Due inaugurazioni simboliche ma anche molto attese, soprattutto dopo le criticità che negli ultimi anni hanno investito i pronto soccorso siciliani, spesso alle prese con sovraffollamento, carenza di personale e strutture non adeguate.
Cosa cambia al pronto soccorso di Trapani
Gli interventi al Sant’Antonio Abate sono stati finanziati dalla Regione Siciliana durante il mandato dell’ex assessore Ruggero Razza, nell’ambito di una più ampia riorganizzazione delle aree di emergenza.
Il progetto ha previsto una redistribuzione degli spazi e nuovi percorsi dedicati ai pazienti. Tra le novità più importanti c’è il trasferimento del Servizio Medici Iperbarici nei locali dell’ex chiesa dell’ospedale, operazione che ha permesso di liberare aree strategiche per il pronto soccorso.
Con il completamento dei lavori sono stati rifatti e adeguati impianti e strutture, con l’obiettivo di migliorare la gestione dei flussi dei pazienti e ridurre i tempi di attesa.
Secondo le stime dell’Asp, il nuovo assetto dovrebbe consentire:
- una riduzione del 33% dei tempi di attesa al Triage;
- un taglio del 25% dei tempi di permanenza dei pazienti in area emergenza.
Numeri che adesso dovranno però essere verificati nella pratica quotidiana di un ospedale che continua a fare i conti con grandi pressioni e con una cronica carenza di personale sanitario.
Castelvetrano, una storia travagliata
Più complessa la vicenda del pronto soccorso di Castelvetrano. I lavori erano stati finanziati dalla Regione con uno stanziamento da circa 500 mila euro, ma il cantiere ha subito una lunga interruzione a causa di un contenzioso tra l’Asp di Trapani e l’impresa incaricata.
Solo nella seconda metà dello scorso anno l’intervento è ripartito grazie ai fondi del Pnrr.
Adesso la nuova area di emergenza viene consegnata con diversi interventi strutturali completati:
- rifacimento del tetto;
- manutenzione della facciata;
- revisione di gran parte del prospetto esterno;
- nuova “camera calda” per le ambulanze;
- nuova “sala rossa” dedicata ai pazienti più gravi;
- nuova area Triage;
- percorso separato per le vittime di violenza.

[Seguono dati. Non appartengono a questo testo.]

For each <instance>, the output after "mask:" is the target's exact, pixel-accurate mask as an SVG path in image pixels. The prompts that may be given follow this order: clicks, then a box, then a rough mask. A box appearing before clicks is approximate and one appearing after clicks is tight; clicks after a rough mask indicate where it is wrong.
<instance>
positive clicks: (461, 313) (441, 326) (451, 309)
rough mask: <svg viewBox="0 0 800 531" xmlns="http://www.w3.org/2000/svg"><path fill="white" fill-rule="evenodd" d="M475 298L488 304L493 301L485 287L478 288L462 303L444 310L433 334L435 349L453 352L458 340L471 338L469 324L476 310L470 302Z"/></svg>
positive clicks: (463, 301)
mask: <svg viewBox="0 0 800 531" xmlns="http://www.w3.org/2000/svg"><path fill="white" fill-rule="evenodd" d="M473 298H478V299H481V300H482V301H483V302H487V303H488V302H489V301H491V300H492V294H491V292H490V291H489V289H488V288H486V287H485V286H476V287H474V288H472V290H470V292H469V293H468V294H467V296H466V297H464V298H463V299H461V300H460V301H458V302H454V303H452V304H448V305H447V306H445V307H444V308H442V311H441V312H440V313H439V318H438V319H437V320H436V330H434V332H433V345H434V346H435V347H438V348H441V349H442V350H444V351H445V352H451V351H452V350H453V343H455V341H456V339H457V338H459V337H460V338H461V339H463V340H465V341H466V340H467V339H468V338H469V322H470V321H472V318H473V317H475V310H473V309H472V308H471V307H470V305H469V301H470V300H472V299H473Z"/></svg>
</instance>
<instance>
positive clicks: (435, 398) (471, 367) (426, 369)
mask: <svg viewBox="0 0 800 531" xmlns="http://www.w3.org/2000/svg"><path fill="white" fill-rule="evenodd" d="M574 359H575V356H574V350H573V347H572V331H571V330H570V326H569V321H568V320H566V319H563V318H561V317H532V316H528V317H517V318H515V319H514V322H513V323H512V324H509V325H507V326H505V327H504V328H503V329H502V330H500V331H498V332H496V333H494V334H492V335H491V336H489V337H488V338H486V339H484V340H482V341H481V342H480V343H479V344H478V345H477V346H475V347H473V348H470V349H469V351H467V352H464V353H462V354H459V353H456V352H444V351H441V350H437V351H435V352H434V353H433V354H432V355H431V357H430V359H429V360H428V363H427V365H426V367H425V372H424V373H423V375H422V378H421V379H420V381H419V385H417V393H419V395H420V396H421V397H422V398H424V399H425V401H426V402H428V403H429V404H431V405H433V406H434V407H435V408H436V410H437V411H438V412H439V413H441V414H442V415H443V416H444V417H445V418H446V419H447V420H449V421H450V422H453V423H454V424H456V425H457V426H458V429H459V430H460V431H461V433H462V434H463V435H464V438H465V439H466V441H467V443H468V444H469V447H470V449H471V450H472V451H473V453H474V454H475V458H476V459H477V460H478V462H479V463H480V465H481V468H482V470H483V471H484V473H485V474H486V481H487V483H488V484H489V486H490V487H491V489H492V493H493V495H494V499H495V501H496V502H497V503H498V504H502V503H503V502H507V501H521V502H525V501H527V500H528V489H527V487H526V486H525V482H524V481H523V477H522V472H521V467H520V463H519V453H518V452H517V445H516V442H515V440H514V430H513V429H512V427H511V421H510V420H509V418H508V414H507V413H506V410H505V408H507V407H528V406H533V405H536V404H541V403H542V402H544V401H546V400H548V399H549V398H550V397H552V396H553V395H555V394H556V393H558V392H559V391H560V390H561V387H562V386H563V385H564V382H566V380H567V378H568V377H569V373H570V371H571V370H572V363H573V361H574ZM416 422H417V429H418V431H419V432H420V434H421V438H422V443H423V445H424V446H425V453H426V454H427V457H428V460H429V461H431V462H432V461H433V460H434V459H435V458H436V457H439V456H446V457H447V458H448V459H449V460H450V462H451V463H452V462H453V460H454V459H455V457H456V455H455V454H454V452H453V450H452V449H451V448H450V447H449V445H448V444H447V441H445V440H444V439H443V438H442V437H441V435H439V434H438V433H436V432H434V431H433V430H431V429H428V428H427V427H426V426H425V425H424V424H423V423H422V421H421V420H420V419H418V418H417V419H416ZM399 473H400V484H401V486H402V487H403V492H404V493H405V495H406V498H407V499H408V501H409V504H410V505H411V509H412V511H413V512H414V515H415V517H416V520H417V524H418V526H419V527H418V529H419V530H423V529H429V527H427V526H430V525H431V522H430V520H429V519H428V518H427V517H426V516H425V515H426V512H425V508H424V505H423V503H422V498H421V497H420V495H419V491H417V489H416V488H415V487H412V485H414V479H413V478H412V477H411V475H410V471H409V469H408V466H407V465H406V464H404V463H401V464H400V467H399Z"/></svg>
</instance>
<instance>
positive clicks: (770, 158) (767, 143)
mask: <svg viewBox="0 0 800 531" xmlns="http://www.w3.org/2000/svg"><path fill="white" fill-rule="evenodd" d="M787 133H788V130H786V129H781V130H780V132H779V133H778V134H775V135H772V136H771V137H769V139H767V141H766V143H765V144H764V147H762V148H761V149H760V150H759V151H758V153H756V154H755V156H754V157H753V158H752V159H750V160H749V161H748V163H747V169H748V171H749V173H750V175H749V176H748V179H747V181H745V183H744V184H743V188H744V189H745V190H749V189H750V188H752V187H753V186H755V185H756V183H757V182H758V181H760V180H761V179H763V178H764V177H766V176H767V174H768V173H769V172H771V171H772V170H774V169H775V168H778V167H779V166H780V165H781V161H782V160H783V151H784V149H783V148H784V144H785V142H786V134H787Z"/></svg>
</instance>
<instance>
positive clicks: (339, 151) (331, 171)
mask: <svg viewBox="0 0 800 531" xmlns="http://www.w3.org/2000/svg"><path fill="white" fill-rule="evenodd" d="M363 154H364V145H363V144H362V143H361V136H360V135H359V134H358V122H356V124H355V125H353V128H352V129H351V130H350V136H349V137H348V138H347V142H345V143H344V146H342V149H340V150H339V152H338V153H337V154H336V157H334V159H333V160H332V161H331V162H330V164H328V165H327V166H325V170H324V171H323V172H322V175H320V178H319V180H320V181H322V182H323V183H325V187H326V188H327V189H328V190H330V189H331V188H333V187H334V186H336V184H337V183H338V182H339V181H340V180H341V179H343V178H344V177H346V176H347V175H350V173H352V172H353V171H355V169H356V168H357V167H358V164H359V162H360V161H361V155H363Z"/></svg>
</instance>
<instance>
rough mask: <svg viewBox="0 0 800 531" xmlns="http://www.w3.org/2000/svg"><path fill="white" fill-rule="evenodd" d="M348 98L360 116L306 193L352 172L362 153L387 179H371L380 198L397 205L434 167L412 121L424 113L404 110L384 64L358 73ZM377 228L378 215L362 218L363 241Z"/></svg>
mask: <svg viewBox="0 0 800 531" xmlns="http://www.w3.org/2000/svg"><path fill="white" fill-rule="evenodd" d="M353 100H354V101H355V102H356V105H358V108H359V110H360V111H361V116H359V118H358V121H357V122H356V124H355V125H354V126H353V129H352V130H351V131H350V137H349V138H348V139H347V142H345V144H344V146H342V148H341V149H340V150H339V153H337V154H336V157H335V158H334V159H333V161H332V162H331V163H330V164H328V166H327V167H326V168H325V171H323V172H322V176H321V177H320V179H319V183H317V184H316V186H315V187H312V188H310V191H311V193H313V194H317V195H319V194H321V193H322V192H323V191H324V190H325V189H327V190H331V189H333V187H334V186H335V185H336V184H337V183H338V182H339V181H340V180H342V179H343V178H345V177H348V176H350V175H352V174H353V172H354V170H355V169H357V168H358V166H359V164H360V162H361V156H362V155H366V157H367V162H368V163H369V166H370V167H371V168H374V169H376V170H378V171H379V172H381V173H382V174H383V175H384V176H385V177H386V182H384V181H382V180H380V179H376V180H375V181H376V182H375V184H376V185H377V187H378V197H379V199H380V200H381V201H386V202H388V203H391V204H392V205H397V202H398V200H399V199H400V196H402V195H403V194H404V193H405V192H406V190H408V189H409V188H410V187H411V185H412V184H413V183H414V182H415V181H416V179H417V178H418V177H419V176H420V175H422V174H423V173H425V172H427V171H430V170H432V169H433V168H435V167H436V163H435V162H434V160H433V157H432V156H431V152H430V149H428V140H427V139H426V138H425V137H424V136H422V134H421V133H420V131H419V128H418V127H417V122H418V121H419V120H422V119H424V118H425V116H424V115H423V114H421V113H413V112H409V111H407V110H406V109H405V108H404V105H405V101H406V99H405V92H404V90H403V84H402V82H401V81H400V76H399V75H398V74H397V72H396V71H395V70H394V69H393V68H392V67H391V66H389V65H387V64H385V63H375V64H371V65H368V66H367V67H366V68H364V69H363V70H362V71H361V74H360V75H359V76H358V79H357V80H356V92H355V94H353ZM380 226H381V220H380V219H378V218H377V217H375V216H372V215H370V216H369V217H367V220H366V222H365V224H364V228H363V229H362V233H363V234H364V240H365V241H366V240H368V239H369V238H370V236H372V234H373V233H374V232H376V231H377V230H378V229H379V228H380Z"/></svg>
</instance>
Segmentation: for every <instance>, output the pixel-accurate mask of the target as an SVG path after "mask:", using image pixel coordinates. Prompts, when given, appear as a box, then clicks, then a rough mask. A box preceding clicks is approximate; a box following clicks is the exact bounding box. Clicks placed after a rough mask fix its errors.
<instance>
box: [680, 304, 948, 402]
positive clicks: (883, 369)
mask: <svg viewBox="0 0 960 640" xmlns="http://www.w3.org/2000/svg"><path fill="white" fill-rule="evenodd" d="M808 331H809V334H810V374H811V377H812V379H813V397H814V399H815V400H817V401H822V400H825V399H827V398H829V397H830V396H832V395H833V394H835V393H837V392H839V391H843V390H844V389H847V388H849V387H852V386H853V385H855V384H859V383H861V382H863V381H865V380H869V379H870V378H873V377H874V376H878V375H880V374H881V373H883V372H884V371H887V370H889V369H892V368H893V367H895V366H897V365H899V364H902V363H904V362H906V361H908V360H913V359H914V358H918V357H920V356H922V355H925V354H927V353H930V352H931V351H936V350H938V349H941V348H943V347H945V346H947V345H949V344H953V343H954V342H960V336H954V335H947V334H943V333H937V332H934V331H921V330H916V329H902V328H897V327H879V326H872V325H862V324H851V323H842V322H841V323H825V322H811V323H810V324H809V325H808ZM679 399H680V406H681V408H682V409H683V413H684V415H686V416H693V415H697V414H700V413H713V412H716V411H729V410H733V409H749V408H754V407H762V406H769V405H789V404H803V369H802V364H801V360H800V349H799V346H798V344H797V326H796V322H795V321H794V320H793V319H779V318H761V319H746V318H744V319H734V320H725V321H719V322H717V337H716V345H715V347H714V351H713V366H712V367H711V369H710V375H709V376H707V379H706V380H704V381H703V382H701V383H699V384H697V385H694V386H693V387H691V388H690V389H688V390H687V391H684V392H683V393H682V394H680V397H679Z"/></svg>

L’Asp: “Accelerazione sui lavori”
L’inaugurazione arriva mentre l’Asp di Trapani annuncia anche un’accelerazione sugli altri cantieri sanitari finanziati dal Pnrr.
Dal primo giugno, infatti, entrerà operativa una cabina di regia interna dedicata al monitoraggio delle opere. Secondo quanto comunicato dalla Direzione strategica dell’Asp, sono già stati effettuati 72 controlli sull’avanzamento dei progetti per evitare ulteriori rallentamenti.
Una necessità quasi obbligata, visto che la sanità trapanese negli ultimi anni ha accumulato ritardi importanti proprio sui lavori infrastrutturali.
Il nodo vero resta il personale
Le nuove strutture rappresentano senza dubbio un passo avanti. Più spazi, percorsi più funzionali e aree moderne erano necessari da tempo. Ma il vero banco di prova sarà un altro: il personale.
Perché un pronto soccorso nuovo può migliorare organizzazione e comfort, ma senza medici, infermieri e operatori sufficienti il rischio è che resti soltanto una bella cornice. E in Sicilia, sul fronte dell’emergenza sanitaria, il problema resta ancora drammaticamente aperto.